For more than two decades, researchers have been gathering evidence to determine whether there are connections between access to healthy food and decreased obesity rates and other diet-related diseases.
In general, research shows that when communities have access to affordable, healthy foods, residents purchase and consume healthier foods over time. But improving access to healthy foods, especially in lower-income communities and communities of color in both rural and urban settings goes beyond improving diet and health outcomes: Bringing new food outlets into underserved areas also can provide an economic stimulus in communities that may need it most.
In addition to helping communities improve residents’ health, increasing access to healthy foods confers equally important economic benefits, including providing new jobs and job training programs, increasing wages, creating new tax revenues, stimulating local economic activity, and improving the viability of neighborhood retail districts.

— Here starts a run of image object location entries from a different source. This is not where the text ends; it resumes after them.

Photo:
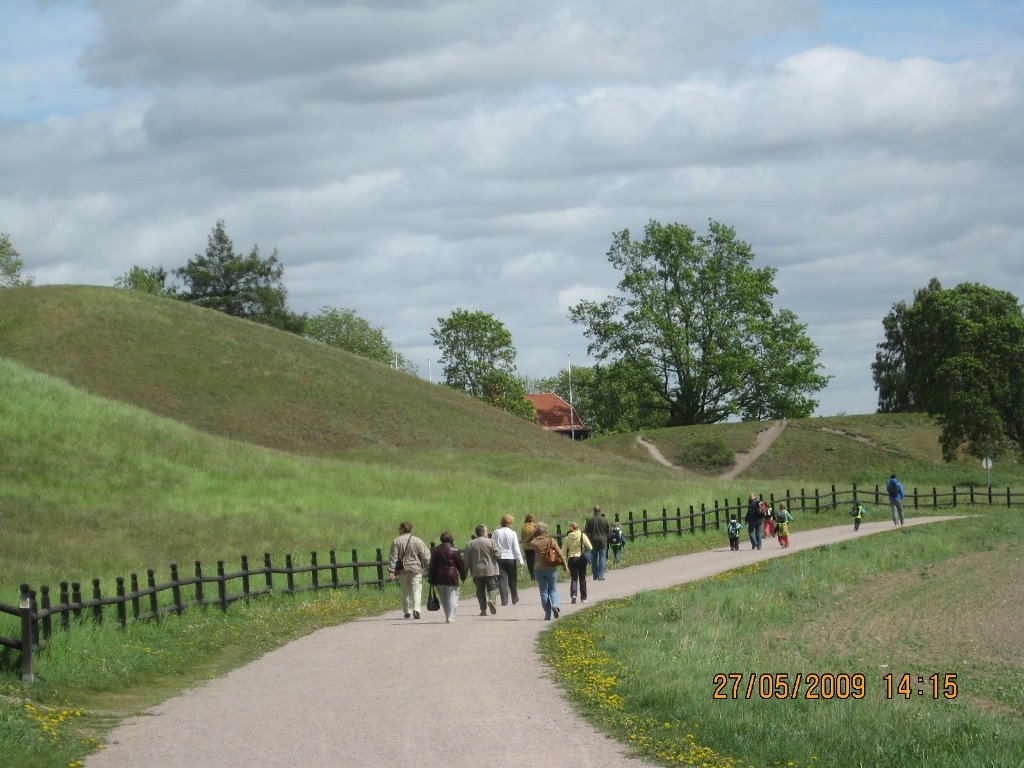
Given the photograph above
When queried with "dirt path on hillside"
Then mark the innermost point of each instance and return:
(386, 691)
(764, 440)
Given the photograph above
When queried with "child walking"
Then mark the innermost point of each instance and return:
(857, 513)
(616, 540)
(782, 520)
(733, 529)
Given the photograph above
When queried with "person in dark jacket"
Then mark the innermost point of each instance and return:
(445, 571)
(755, 520)
(597, 530)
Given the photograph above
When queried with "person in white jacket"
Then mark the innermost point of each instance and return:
(508, 579)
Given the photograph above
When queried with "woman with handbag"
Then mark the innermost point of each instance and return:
(549, 558)
(578, 552)
(445, 571)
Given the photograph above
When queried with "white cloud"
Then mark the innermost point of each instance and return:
(408, 159)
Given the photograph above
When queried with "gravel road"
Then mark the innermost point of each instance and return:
(388, 691)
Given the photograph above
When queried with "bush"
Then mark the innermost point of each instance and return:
(708, 454)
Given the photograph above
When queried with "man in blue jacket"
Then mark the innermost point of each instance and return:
(895, 489)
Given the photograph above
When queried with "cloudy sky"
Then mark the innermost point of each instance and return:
(411, 157)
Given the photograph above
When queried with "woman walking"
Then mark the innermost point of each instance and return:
(549, 558)
(578, 547)
(444, 572)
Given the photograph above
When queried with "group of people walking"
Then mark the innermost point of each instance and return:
(493, 560)
(761, 519)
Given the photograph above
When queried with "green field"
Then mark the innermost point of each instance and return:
(137, 431)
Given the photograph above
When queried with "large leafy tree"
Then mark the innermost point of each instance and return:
(963, 352)
(11, 265)
(345, 330)
(151, 280)
(609, 398)
(477, 356)
(694, 323)
(249, 287)
(889, 368)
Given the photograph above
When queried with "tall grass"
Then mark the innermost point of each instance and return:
(888, 603)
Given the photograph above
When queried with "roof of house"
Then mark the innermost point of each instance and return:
(555, 414)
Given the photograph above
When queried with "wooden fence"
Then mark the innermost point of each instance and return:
(38, 612)
(716, 516)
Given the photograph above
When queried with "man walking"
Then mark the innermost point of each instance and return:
(511, 559)
(597, 530)
(482, 556)
(407, 562)
(896, 493)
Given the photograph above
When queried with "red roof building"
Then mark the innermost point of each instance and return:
(556, 415)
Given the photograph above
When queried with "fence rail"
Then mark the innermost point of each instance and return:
(648, 524)
(38, 611)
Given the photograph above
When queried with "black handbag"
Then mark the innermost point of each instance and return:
(432, 602)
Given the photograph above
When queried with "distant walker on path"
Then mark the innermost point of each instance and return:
(597, 530)
(896, 493)
(407, 562)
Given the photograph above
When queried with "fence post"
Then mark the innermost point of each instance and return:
(200, 592)
(97, 610)
(76, 596)
(25, 608)
(334, 569)
(245, 576)
(134, 597)
(47, 620)
(176, 589)
(65, 602)
(151, 578)
(221, 586)
(122, 608)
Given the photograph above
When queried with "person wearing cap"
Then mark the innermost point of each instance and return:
(508, 543)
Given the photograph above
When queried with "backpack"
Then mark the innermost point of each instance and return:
(552, 554)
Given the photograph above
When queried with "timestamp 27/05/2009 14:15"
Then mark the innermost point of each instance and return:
(738, 685)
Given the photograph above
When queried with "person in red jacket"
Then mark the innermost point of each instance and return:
(445, 572)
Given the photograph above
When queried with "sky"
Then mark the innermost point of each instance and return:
(409, 158)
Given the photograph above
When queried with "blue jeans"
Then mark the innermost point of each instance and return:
(600, 562)
(547, 581)
(755, 532)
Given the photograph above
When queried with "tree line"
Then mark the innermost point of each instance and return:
(690, 337)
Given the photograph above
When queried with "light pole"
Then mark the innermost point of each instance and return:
(571, 419)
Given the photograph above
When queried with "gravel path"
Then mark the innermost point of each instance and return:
(388, 691)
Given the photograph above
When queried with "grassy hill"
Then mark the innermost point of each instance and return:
(135, 431)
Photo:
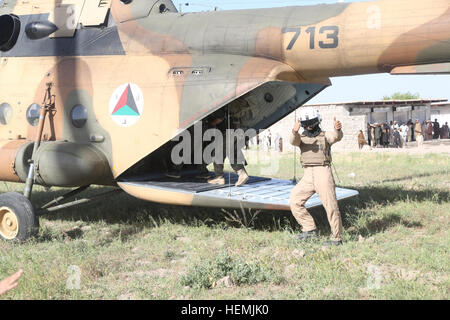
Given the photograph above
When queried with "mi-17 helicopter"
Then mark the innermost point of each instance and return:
(93, 90)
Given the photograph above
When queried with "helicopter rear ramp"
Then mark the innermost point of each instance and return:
(258, 193)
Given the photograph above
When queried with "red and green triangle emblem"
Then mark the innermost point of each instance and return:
(126, 105)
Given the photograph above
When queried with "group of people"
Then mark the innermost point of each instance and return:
(396, 134)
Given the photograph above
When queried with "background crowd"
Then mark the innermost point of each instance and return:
(395, 134)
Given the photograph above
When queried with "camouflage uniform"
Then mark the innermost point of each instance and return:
(316, 159)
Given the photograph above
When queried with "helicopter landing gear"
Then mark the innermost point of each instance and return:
(18, 220)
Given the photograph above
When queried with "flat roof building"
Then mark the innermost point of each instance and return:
(355, 116)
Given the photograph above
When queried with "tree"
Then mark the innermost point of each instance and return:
(402, 96)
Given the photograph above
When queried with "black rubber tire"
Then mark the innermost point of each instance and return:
(24, 211)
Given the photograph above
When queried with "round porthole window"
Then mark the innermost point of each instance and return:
(79, 116)
(5, 113)
(33, 114)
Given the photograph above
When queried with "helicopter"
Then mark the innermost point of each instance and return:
(94, 91)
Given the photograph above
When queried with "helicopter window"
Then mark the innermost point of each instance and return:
(5, 113)
(79, 116)
(33, 113)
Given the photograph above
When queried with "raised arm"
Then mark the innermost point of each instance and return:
(336, 135)
(296, 140)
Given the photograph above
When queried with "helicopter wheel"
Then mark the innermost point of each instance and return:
(18, 220)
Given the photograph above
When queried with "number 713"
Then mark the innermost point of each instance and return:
(332, 33)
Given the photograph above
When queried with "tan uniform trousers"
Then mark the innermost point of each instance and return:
(419, 138)
(317, 179)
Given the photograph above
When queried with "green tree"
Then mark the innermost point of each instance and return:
(402, 96)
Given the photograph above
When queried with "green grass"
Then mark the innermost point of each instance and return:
(396, 236)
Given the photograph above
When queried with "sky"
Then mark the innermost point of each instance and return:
(356, 88)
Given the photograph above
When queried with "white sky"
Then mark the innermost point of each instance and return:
(369, 87)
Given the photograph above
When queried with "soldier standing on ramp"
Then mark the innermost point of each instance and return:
(315, 146)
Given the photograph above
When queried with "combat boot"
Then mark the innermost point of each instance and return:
(220, 180)
(243, 178)
(308, 235)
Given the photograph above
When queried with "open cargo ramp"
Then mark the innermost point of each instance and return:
(258, 193)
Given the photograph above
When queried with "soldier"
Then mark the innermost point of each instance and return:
(418, 134)
(315, 146)
(219, 121)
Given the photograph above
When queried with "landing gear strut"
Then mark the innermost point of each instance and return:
(20, 221)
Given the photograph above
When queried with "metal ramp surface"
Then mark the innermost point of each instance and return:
(259, 193)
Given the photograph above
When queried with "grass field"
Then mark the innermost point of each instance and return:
(396, 243)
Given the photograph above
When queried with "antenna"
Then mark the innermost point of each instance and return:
(187, 4)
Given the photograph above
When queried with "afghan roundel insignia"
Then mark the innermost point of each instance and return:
(126, 104)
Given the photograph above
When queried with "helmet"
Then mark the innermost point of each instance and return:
(309, 117)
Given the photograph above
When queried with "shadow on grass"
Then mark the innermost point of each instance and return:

Strategies to increase access to healthy foods have the potential to provide significant economic stimulus and community development, which is especially important during economic downturns. Healthy food access is, and should continue to be, an effective tactic for boosting economic and community vitality.
For decades, both economic and social barriers have prevented many healthy food retailers from entering underserved communities, where the economic benefits that these retailers bring are most needed. However, the tide is starting to turn, as programs offering incentives to retailers, consumers, and producers are providing the encouragement needed to overcome some of these historical barriers. These initiatives often demonstrate positive economic impacts with just a small amount of initial seed capital.